Here is an example of a condition:

<condition type="and">
  <param name="inputvar">
    <!-- These are two variables that contain the result of embedded
         policy tests -->
    files_that_include,cmake_locations
  </param>
  <!-- for the resulting list produced by this "and" condition, we
       will use the filename data from the cmake_locations inputs.
       That means the combined result will contain the filenames of
       the cmake files, not from the files with the include statements -->
  <param name="result-filename">
    cmake_locations
  </param>
  <!-- likwise for the indexes into the text indicating a match -->
  <param name="result-matches">
    cmake_locations
  </param>
  <!-- combine the incoming lists (from grep-ing the cxx|hxx files for
       includes, and the CMakeLists.txt) on the module level, so form
       groups of files that are from the same module -->
  <param name="match">
    module
  </param>
  <!-- produce the result in include_spots. Should be a list indicating
       the CMakeLists.txt files in the filename, and indicating where to
       modify in matches -->
  <param name="resultvar">
    include_spots
  </param>
  <!-- This excludes the CMakeLists.txt that already seem to have the
       modification -->
  <condition type="not">
    <param name="inputvar">
      cmakelists_with_include
    </param>
    <param name="outputvar">
      not_included_yet
    </param>
    <!-- detect the right include -->
    <condition type="find-pattern">
      <param name="fileglob">
        */CMakeLists.txt
      </param>
      <param name="pattern">
        SRSMotion/motion-common
      </param>
      <param name="outputvar">
        cmakelists_with_include
      </param>
    </condition>
  </condition>
  <!-- check all cxx and hxx files that include GenericMotionFilter -->
  <condition type="find-pattern">
    <param name="fileglob">
      */*.?xx
    </param>
    <param name="pattern">
      #include "GenericMotionFilter\.hxx"
    </param>
    <!-- result in "files_that_include" -->
    <param name="resultvar">
      files_that_include
    </param>
  </condition>
  <!-- find where the INCLUDEDIRS word is -->
  <condition type="find-pattern">
    <param name="fileglob">
      */CMakeLists.txt
    </param>
    <param name="pattern">
      \n[ \t]*INCLUDEDIRS[^\n]*\n
    </param>
    <param name="resultvar">
      cmake_locations
    </param>
  </condition>
</condition>

As you can see, it is a compound "and" condition. Parameters control the behaviour of the conditions. To communicate between conditions and between conditions and actions, result variables are used. Each result variable describes the result of a specific test, typically in the form of the file name of the file that matches the test, locations where in the file the match is found, etc.

In the example above, regular expression patterns are searched in files. The "fileglob" parameter indicates which files to check, the "pattern" indicates what text to check for.

The resultvar will be a list of files that match the pattern, together with information on which line or lines are matched. After running its two subordinate condition, the "and" condition has access to the cmake_locations and files_that_include variables.

In this particular example, the "and" condition matches these two variables on the module level, so that a single "positive and" is generated per module, where at least one file includes "GenericMotionFilter.hxx", and there is a CMakeLists.txt file with the INCLUDEDIRS keyword. This produces per matching module an include_spots result, that points to the filename from the cmake_locations variable and the line numbers (matches), also of the cmake_locations variable.
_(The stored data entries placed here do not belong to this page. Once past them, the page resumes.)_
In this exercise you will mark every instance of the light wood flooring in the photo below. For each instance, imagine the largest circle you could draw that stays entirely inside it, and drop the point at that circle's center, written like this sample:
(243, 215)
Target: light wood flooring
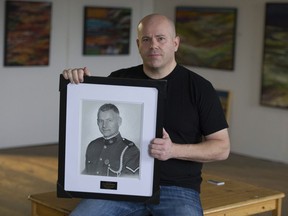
(31, 170)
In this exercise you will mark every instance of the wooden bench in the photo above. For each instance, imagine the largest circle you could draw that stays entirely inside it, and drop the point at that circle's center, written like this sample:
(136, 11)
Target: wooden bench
(234, 198)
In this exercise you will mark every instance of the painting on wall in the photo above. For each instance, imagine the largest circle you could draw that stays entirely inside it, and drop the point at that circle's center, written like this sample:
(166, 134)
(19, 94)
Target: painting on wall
(27, 33)
(274, 88)
(207, 36)
(106, 31)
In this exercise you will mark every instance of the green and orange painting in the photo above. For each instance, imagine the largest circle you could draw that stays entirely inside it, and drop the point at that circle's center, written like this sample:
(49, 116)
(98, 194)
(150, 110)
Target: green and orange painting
(274, 88)
(207, 36)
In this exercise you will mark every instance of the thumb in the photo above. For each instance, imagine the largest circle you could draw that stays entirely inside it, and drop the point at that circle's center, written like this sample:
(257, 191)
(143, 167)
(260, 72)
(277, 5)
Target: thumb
(165, 134)
(86, 71)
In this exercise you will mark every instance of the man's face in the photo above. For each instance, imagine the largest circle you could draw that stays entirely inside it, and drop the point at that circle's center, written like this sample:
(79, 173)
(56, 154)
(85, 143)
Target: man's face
(108, 123)
(157, 43)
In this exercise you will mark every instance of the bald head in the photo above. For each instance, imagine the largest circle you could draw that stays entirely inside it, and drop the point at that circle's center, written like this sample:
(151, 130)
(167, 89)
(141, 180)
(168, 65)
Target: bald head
(155, 20)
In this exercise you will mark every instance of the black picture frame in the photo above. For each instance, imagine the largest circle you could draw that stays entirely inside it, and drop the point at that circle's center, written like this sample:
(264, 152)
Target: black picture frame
(147, 96)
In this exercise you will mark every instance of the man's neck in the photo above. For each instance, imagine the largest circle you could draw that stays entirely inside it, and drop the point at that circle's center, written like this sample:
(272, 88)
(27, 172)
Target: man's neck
(110, 137)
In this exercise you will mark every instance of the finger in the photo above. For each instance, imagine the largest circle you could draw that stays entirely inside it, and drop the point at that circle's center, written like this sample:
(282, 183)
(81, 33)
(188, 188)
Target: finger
(77, 75)
(65, 73)
(86, 71)
(69, 75)
(165, 134)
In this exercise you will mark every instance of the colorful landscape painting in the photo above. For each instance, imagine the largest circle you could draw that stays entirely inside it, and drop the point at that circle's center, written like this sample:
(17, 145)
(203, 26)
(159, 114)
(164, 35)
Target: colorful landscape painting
(106, 31)
(207, 36)
(274, 90)
(27, 33)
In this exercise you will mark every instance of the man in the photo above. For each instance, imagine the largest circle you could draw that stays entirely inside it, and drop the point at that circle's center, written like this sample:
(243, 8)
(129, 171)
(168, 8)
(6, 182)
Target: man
(192, 112)
(111, 155)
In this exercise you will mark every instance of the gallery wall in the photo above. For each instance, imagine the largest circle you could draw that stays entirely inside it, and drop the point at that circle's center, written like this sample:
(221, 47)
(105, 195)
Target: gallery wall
(255, 130)
(29, 96)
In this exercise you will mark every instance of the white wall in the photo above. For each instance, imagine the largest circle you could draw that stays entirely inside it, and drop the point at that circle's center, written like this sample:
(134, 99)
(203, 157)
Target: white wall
(255, 130)
(30, 98)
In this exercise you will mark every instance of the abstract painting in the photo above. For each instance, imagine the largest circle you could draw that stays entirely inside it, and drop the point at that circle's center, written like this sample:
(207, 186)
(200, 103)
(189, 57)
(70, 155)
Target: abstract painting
(207, 36)
(274, 88)
(27, 33)
(107, 31)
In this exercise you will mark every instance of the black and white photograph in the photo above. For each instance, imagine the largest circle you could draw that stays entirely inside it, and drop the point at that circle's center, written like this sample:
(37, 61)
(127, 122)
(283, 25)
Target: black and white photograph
(114, 132)
(105, 129)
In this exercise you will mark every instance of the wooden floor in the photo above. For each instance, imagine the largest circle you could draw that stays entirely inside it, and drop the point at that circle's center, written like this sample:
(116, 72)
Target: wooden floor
(31, 170)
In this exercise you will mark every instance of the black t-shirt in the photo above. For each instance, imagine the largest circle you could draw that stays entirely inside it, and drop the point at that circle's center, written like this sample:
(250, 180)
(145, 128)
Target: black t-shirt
(192, 110)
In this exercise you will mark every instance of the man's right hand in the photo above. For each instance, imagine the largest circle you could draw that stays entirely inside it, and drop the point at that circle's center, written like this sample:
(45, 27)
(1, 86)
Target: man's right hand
(76, 75)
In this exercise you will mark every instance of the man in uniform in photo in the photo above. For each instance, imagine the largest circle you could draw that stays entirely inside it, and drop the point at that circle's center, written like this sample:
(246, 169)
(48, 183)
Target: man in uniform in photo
(111, 155)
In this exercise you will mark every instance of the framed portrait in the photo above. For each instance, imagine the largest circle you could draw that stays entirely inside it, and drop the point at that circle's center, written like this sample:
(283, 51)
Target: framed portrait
(105, 127)
(207, 36)
(107, 31)
(225, 100)
(274, 84)
(27, 33)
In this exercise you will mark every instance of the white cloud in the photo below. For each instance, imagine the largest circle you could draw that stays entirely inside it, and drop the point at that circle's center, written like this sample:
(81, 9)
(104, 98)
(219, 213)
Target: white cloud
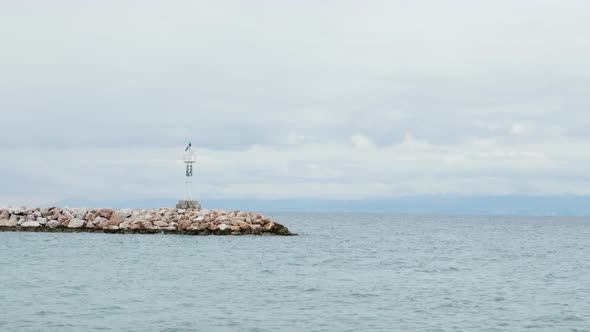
(292, 99)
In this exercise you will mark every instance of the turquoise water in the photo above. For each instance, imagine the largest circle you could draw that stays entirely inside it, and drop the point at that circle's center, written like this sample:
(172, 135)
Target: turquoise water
(343, 273)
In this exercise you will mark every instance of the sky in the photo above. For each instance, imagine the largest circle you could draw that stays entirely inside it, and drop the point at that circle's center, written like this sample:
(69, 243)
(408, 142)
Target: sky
(293, 99)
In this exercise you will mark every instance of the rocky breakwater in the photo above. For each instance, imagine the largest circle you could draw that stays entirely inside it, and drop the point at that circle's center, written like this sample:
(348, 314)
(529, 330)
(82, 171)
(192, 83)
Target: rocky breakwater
(164, 220)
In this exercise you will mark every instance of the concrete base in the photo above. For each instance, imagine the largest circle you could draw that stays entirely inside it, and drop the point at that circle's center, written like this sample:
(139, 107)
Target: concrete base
(188, 205)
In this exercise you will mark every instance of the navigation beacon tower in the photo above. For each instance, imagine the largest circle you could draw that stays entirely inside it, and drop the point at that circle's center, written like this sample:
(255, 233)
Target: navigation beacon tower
(189, 161)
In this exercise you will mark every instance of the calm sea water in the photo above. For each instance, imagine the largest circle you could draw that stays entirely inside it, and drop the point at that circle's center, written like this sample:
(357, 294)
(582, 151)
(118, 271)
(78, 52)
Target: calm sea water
(343, 273)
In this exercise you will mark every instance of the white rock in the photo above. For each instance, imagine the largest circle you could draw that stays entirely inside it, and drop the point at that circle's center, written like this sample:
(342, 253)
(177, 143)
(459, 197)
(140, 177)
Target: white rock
(30, 224)
(7, 223)
(76, 223)
(126, 212)
(80, 213)
(53, 224)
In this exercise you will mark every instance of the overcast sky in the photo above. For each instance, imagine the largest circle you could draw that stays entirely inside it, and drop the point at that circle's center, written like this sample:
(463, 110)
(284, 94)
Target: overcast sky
(293, 99)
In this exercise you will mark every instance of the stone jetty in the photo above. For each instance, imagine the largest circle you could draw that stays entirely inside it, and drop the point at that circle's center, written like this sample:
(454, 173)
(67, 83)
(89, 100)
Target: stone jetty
(163, 220)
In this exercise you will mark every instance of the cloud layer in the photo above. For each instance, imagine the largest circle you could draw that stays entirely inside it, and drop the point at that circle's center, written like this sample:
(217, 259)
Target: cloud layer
(333, 99)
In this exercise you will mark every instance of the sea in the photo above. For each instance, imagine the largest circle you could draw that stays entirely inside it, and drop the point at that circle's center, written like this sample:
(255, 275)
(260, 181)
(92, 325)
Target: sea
(343, 272)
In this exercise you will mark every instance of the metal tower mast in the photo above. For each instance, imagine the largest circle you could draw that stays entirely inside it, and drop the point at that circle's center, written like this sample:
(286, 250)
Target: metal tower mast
(189, 160)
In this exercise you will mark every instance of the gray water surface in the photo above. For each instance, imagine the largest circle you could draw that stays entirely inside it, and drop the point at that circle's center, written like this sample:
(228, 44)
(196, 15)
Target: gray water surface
(342, 273)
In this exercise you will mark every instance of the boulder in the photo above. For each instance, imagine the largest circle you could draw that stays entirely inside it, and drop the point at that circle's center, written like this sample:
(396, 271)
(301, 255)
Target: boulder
(104, 213)
(244, 226)
(7, 223)
(53, 224)
(118, 217)
(160, 223)
(80, 214)
(125, 224)
(134, 226)
(184, 224)
(30, 224)
(269, 227)
(64, 219)
(76, 223)
(147, 225)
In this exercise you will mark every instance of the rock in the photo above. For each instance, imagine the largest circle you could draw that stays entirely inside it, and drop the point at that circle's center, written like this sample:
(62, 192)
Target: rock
(184, 224)
(134, 226)
(222, 218)
(147, 225)
(203, 212)
(118, 217)
(161, 223)
(30, 224)
(105, 213)
(269, 227)
(18, 211)
(125, 224)
(53, 224)
(236, 220)
(283, 231)
(98, 220)
(244, 226)
(76, 223)
(7, 223)
(63, 219)
(80, 214)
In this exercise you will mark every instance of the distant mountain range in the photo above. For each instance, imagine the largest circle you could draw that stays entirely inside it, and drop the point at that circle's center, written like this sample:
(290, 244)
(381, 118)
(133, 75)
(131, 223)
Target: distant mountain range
(566, 205)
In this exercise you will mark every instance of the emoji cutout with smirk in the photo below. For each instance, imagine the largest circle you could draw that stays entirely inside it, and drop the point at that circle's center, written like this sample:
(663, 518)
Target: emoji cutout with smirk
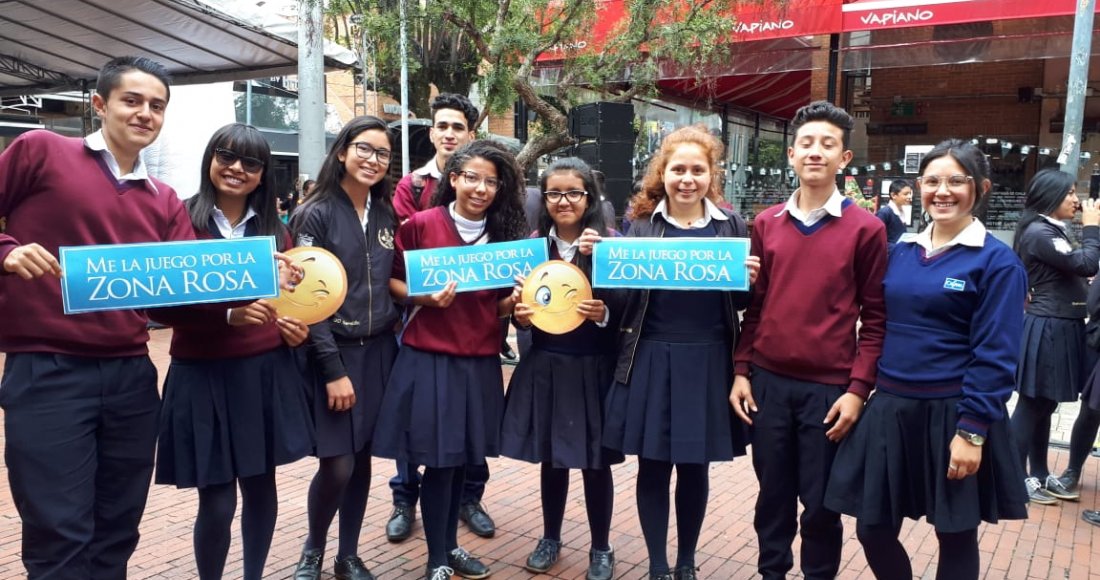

The action here is to add an include line to the CMakeLists.txt file:

<action type="insert-text">
  <param name="inputvar">
    include_spots
  </param>
  <param name="substitutevar">
    found_module
  </param>
  <param name="text">
# policy 21-005
$\{CMAKE_SOURCE_DIR\}/../SRSMotion/motion-common
  </param>
</action>
<action type="change-module">
  <param name="new_project">
    SRSMotion
  </param>
  <param name="new_module">
    motion-common
  </param>
</action>

This uses the include_spots variable, that indicates all CMakeLists.txt files that need the include, together with the appropriate locations. The second action globally adds a module to the project.